A working portfolio of small, opinionated explorations in what enterprise AI products need to become reliable enough for regulated institutions to act on: the data agents draw on, the tools they act through, and the guardrails around them. Each one starts from a product question, refusal and evaluation, observability, entitlements and lineage and cost, and is built as the cheapest artifact that makes the answer legible. Each has a writeup of what it was testing and what fell out, and most have a clickable demo.
-
Prototype
ContextScope
AgentScope for agent belief state. An interface prototype that shows the conversation on the left and the agent's changing case state, as a turn-by-turn diff, on the right.
A clickable prototype for a causal debugger of agent state: what the agent believed, why it believed it, what conflicted, and what that enabled next. Where AgentScope makes a run legible, ContextScope makes the agent's belief legible. Built around the conflict a regulated operation has to handle well: the ledger says the card payment was authorised, the customer says it was not them.
Interface prototype · Product design · Agent observability · Governance
-
Case study
Tax Policy Navigator
What it takes to make a generative answer about UK tax trustworthy enough that a citizen could act on it.
A case study in product judgment for grounded AI in a regulated domain. Why refusal has to be a designed surface, why a citation has to reach down to the individual claim, and where a machine judge stops being enough and a human has to take over. Built and evaluated end to end over the full HMRC Employment Income Manual. The hard problems turned out to be product problems, not retrieval problems.
AI product · Grounded generation · Evaluation · Regulated domains · Trust and safety
-
Prototype
AgentScope
An interface prototype for a developer-facing harness that makes a multi-agent run legible at a glance, including when it fails.
A clickable prototype that visualises a tree of agent runs, each with their own steps, context window, and cost share, on one screen.
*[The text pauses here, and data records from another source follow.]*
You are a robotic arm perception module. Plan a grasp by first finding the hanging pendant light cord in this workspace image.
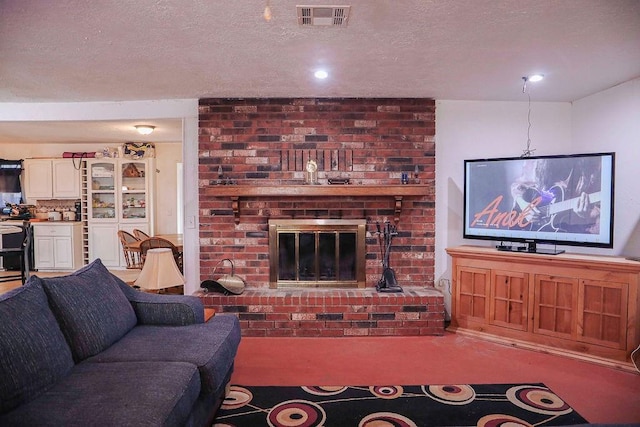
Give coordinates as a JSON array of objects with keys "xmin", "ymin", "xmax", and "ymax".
[{"xmin": 520, "ymin": 77, "xmax": 536, "ymax": 157}]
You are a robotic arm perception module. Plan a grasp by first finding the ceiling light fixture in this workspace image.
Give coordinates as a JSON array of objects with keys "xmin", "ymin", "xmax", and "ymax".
[
  {"xmin": 313, "ymin": 70, "xmax": 329, "ymax": 80},
  {"xmin": 134, "ymin": 125, "xmax": 156, "ymax": 135},
  {"xmin": 522, "ymin": 74, "xmax": 544, "ymax": 93}
]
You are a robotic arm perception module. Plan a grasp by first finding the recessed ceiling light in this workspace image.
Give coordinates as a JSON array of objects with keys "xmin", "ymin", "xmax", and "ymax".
[
  {"xmin": 134, "ymin": 125, "xmax": 156, "ymax": 135},
  {"xmin": 313, "ymin": 70, "xmax": 329, "ymax": 80}
]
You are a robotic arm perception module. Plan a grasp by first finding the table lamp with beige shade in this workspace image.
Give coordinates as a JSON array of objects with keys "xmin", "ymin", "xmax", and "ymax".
[{"xmin": 134, "ymin": 248, "xmax": 185, "ymax": 291}]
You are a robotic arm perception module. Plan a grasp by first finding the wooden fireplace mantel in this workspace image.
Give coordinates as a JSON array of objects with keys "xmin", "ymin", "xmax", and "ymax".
[{"xmin": 208, "ymin": 184, "xmax": 432, "ymax": 224}]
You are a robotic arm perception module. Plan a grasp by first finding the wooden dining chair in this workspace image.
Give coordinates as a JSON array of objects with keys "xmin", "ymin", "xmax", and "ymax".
[
  {"xmin": 140, "ymin": 237, "xmax": 183, "ymax": 273},
  {"xmin": 118, "ymin": 230, "xmax": 142, "ymax": 269},
  {"xmin": 133, "ymin": 228, "xmax": 151, "ymax": 240}
]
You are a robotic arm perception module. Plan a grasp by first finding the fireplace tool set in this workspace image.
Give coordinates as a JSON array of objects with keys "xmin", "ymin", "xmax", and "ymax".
[{"xmin": 376, "ymin": 221, "xmax": 402, "ymax": 292}]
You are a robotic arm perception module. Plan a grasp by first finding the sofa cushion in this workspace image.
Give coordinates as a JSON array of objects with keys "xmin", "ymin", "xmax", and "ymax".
[
  {"xmin": 40, "ymin": 259, "xmax": 137, "ymax": 362},
  {"xmin": 87, "ymin": 315, "xmax": 240, "ymax": 393},
  {"xmin": 0, "ymin": 362, "xmax": 200, "ymax": 427},
  {"xmin": 0, "ymin": 279, "xmax": 73, "ymax": 416}
]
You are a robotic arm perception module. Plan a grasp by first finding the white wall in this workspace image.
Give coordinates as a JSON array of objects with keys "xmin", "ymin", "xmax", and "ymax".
[
  {"xmin": 0, "ymin": 99, "xmax": 200, "ymax": 294},
  {"xmin": 0, "ymin": 142, "xmax": 182, "ymax": 234},
  {"xmin": 435, "ymin": 101, "xmax": 571, "ymax": 313},
  {"xmin": 435, "ymin": 79, "xmax": 640, "ymax": 312},
  {"xmin": 572, "ymin": 79, "xmax": 640, "ymax": 256}
]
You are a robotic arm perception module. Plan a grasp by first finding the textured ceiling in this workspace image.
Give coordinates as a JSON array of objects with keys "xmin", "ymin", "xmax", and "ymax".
[{"xmin": 0, "ymin": 0, "xmax": 640, "ymax": 141}]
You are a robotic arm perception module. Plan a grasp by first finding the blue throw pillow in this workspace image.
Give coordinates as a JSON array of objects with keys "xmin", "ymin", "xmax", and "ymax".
[
  {"xmin": 40, "ymin": 259, "xmax": 138, "ymax": 362},
  {"xmin": 0, "ymin": 277, "xmax": 73, "ymax": 413}
]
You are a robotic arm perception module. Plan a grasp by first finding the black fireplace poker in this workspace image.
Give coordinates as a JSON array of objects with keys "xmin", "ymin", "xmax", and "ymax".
[{"xmin": 376, "ymin": 221, "xmax": 402, "ymax": 292}]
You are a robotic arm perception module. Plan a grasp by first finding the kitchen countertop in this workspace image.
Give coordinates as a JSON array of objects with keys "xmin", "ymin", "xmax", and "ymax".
[{"xmin": 0, "ymin": 217, "xmax": 82, "ymax": 225}]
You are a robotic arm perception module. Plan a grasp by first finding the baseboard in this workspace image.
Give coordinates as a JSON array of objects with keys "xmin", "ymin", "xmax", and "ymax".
[{"xmin": 447, "ymin": 327, "xmax": 640, "ymax": 374}]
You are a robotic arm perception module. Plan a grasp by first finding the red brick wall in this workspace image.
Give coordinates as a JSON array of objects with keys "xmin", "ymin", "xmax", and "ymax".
[{"xmin": 198, "ymin": 98, "xmax": 435, "ymax": 288}]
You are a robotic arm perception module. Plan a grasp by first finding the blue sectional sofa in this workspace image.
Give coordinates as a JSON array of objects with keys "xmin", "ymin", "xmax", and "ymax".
[{"xmin": 0, "ymin": 260, "xmax": 240, "ymax": 427}]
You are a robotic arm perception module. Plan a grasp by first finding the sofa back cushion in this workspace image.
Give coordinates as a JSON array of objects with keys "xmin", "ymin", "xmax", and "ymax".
[
  {"xmin": 0, "ymin": 278, "xmax": 73, "ymax": 413},
  {"xmin": 40, "ymin": 259, "xmax": 137, "ymax": 362}
]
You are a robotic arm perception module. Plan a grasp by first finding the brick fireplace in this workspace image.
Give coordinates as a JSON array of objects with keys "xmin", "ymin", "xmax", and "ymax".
[{"xmin": 198, "ymin": 98, "xmax": 444, "ymax": 336}]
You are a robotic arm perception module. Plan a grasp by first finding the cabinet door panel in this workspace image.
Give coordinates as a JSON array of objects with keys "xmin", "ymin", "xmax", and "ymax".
[
  {"xmin": 89, "ymin": 225, "xmax": 122, "ymax": 267},
  {"xmin": 489, "ymin": 271, "xmax": 529, "ymax": 331},
  {"xmin": 456, "ymin": 267, "xmax": 490, "ymax": 319},
  {"xmin": 53, "ymin": 237, "xmax": 73, "ymax": 270},
  {"xmin": 578, "ymin": 280, "xmax": 628, "ymax": 348},
  {"xmin": 533, "ymin": 274, "xmax": 578, "ymax": 338}
]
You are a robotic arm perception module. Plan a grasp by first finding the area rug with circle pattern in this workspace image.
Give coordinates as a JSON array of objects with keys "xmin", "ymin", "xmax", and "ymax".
[{"xmin": 213, "ymin": 383, "xmax": 587, "ymax": 427}]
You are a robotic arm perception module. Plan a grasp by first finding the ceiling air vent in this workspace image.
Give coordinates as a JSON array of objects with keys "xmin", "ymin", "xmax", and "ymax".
[{"xmin": 296, "ymin": 5, "xmax": 351, "ymax": 27}]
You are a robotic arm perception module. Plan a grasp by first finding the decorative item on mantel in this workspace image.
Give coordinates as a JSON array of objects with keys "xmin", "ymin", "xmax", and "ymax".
[{"xmin": 304, "ymin": 159, "xmax": 318, "ymax": 185}]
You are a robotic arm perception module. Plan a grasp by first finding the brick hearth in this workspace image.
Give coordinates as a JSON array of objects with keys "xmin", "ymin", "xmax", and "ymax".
[
  {"xmin": 197, "ymin": 287, "xmax": 444, "ymax": 337},
  {"xmin": 198, "ymin": 98, "xmax": 444, "ymax": 337}
]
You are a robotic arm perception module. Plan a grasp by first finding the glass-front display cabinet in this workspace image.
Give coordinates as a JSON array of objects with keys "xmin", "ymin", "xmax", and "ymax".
[
  {"xmin": 88, "ymin": 162, "xmax": 117, "ymax": 221},
  {"xmin": 120, "ymin": 160, "xmax": 149, "ymax": 221}
]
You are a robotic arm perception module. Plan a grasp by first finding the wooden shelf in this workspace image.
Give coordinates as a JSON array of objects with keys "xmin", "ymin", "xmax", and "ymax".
[{"xmin": 205, "ymin": 184, "xmax": 432, "ymax": 224}]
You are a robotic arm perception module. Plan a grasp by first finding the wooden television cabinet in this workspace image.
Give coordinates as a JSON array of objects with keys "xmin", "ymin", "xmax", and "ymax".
[{"xmin": 447, "ymin": 246, "xmax": 640, "ymax": 370}]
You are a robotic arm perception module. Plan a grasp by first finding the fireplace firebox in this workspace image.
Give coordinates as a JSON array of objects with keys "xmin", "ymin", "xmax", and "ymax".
[{"xmin": 269, "ymin": 219, "xmax": 366, "ymax": 288}]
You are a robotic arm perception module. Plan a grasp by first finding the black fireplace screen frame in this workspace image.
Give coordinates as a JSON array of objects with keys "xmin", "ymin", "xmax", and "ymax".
[{"xmin": 269, "ymin": 219, "xmax": 366, "ymax": 289}]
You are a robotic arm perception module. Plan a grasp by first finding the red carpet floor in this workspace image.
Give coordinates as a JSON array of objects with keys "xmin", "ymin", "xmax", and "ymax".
[{"xmin": 231, "ymin": 332, "xmax": 640, "ymax": 424}]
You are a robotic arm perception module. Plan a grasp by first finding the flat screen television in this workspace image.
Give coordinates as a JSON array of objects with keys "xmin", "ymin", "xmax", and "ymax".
[{"xmin": 463, "ymin": 153, "xmax": 615, "ymax": 254}]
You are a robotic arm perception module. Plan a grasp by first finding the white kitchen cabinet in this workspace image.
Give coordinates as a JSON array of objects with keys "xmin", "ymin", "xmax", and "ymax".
[
  {"xmin": 33, "ymin": 221, "xmax": 82, "ymax": 271},
  {"xmin": 24, "ymin": 159, "xmax": 80, "ymax": 204},
  {"xmin": 87, "ymin": 158, "xmax": 155, "ymax": 268},
  {"xmin": 89, "ymin": 223, "xmax": 122, "ymax": 267}
]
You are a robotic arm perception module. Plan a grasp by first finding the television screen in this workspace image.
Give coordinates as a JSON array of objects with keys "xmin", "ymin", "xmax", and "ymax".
[{"xmin": 463, "ymin": 153, "xmax": 615, "ymax": 252}]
Three switchable mock runs demonstrate the design across different shapes.
Interface prototype · Developer tools · Multi-agent · Observability
-
Prototype
Data Discovery Agent
An interface prototype for a financial-data catalogue where every recommendation arrives with its lineage, entitlement status, and monthly cost.
A clickable prototype that answers a question most chat-with-data demos refuse to ask. How should a regulated-data platform expose an agent surface when picking the wrong dataset can mean wrong answers, compliance breaches, or runaway cost?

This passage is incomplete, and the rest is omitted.